Dos Abend Blatt
- Type: Daily
- Publisher: Socialist Labor Party
- Editor: Philip Krantz (1894-1899)
- Founded: 1894
- Ceased publication: 1902
- Political alignment: socialist
- Language: Yiddish
- Sister newspapers: Di arbeter tsaytung

= Dos Abend Blatt =

New York Yiddish-language daily newspaper

Dos Abend Blatt (The Evening Paper; original extensive title אבענד בלאטט פון דיא ארבייטער צייטונג; Abend blatt fun di arbeyter tseytung) was a Yiddish-language daily newspaper published in New York City, United States. Dos Abend Blatt was launched as an outgrowth of the weekly Di Arbeter Tsaytung (Workman's Paper). Published between 1894 and 1902, it was an organ of the Socialist Labor Party of America (SLP).

Dos Abend Blatt was the first socialist Yiddish daily to appear in New York. During its early phase, Dos Abend Blatt rivaled the readership of the anarchist Freie Arbeiter Stimme and, later, the bourgeois-orthodox Yiddisher Tagesblatt. The newspaper was sponsored by the United Hebrew Trades.

Politically, Dos Abend Blatt argued in favour of an internationalist line, denouncing national chauvinism, labor nationalism and Zionism. It called on Jewish workers to unite along class lines, rather than building an identity around their language and/or religion (Yiddishkeit). Regarding antisemitism, Dos Abend Blatt argued that the problem had economic roots and thus Jewish nationalism was not an adequate answer. However, the news section of the paper carried frequent reports on antisemitism and pogroms around the world.

In 1897 a split erupted amongst the Jewish cadres of the SLP. A dissident minority group was expelled in June 1897. The majority group, represented by Philip Krantz, Benjamin Feigenbaum, Jacob Milch and Joseph Schlossberg, retained control over Dos Abend Blatt. The dissidents founded a new Yiddish socialist newspaper, Forverts. Competition between Forverts and Dos Abend Blatt became fierce, a contest which Dos Abend Blatt would eventually lose. Two political issues, in which Forverts adopted a far more pragmatic approach in appealing to Jewish communal sentiments, proved decisive in the competition; the Dreyfus affair and the Spanish–American War.

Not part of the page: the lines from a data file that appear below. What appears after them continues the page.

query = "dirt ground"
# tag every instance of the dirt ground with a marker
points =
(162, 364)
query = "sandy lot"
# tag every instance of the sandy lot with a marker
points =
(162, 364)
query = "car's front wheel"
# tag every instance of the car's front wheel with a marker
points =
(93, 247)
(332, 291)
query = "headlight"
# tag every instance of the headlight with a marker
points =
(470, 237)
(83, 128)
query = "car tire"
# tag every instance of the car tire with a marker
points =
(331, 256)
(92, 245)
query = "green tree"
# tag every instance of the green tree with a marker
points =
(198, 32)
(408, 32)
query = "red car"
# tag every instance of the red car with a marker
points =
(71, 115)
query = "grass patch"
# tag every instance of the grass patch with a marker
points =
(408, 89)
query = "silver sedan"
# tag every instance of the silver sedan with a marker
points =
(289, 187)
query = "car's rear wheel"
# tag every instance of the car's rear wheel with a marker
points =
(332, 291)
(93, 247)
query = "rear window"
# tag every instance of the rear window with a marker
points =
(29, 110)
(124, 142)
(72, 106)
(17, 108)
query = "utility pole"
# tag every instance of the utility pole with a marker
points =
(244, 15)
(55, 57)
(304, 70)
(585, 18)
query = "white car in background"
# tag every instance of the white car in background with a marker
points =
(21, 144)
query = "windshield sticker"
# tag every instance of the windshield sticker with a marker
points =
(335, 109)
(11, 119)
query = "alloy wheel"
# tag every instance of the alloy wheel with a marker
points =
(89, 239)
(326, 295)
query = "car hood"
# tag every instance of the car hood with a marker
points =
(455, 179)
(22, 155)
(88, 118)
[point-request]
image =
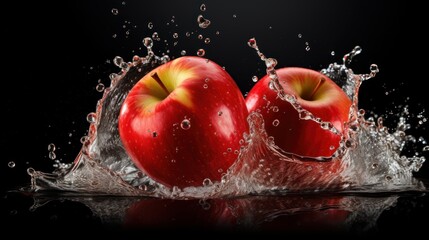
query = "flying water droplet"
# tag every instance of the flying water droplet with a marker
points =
(185, 124)
(52, 155)
(91, 117)
(147, 42)
(100, 87)
(11, 164)
(201, 52)
(202, 22)
(118, 61)
(276, 122)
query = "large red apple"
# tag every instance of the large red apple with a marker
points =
(182, 122)
(316, 93)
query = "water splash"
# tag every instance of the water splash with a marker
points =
(369, 156)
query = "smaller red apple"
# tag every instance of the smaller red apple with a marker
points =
(314, 92)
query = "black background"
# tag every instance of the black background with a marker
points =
(54, 53)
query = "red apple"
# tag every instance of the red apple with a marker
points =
(316, 93)
(182, 122)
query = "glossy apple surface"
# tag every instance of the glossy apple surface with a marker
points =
(182, 122)
(316, 93)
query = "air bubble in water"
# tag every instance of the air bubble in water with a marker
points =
(118, 61)
(276, 122)
(51, 147)
(11, 164)
(99, 87)
(91, 117)
(147, 42)
(185, 124)
(201, 52)
(202, 22)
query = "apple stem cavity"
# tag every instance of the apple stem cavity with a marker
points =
(319, 84)
(159, 81)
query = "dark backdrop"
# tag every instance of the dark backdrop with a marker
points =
(54, 53)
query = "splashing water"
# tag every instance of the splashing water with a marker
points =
(369, 156)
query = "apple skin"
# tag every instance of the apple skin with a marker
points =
(150, 122)
(304, 138)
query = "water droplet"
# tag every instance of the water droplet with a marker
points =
(52, 155)
(91, 117)
(147, 42)
(201, 52)
(118, 61)
(11, 164)
(99, 87)
(84, 139)
(207, 182)
(252, 43)
(275, 109)
(276, 122)
(202, 22)
(51, 147)
(374, 68)
(185, 124)
(113, 76)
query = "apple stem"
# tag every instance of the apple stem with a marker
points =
(319, 84)
(159, 81)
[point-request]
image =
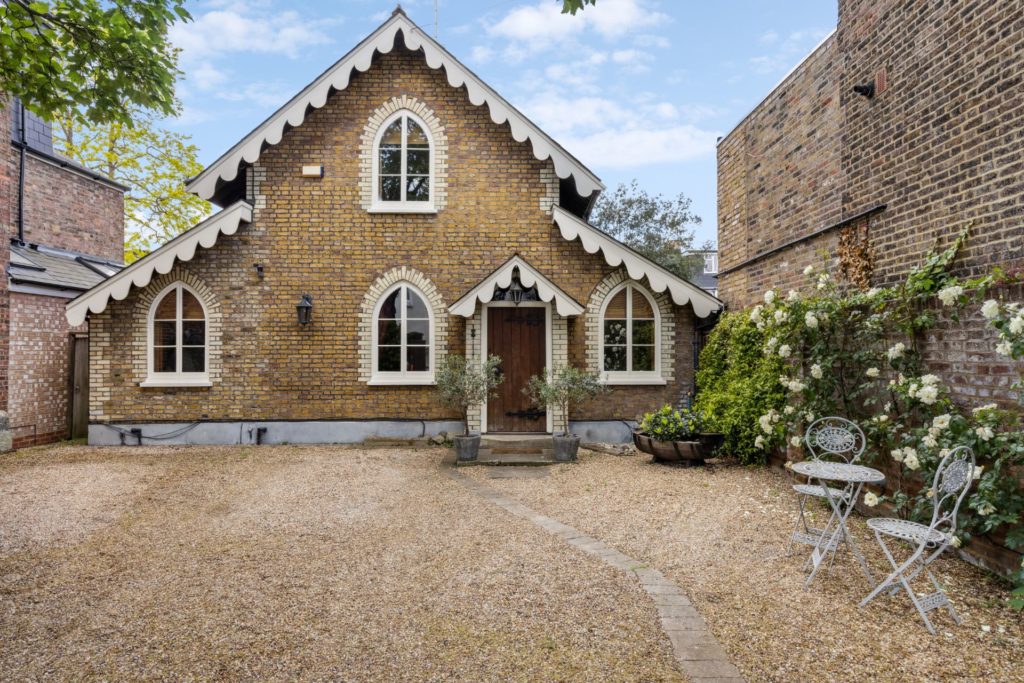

Regarding the Dreyfus affair, Dos Abend Blatt found itself at loggerheads with large sectors of the Jewish community. The editor of the paper, Philip Krantz, questioned the innocence of Dreyfus. This position would prove largely unpopular amongst the Yiddish-speaking community.

At the time of the Cuba war, Dos Abend Blatt was one of the first newspapers to voice opposing to the policies of the American government. The paper, through the editorials of Krantz and Benjamin Feygenbaum, opposed the nationalist fervour that the war aroused, and argued that the war was carried out for the benefit of the dominant classes, that Cuba would not be liberated but put under American rule and that the working class was suffering the losses at the battlefield. The paper argued against the discourse that Spain was an eternal enemy of the Jewish people.

In July 1899 the SLP split into two. Those loyal to Daniel De Leon retained control over Dos Abend Blatt, but several prominent members (such as Krantz and Feygenbaum) had joined the other camp and subsequently left the paper.

By 1900, there was an attempt to popularize Dos Abend Blatt amongst the Jewish community, through introduction of 'Jewish News' and 'Jewish Letters' (from abroad) sections. However, this shift in editorial policy gave little benefit, as Forverts had already won over major sections of readership by consistently appealing to the notion of Yiddishkeit.

Dos Abend Blatt and Di Arbeter Tsaytung both terminated publication in 1902.

==Bibliography==
- Milkh, Yaʻaḳov, and Louis Lazarus. The Rise of the "Forward" and Its Struggle with the "Abend Blatt" (1893-1902): Reminiscences. New York: [Louis Lazarus], 1958.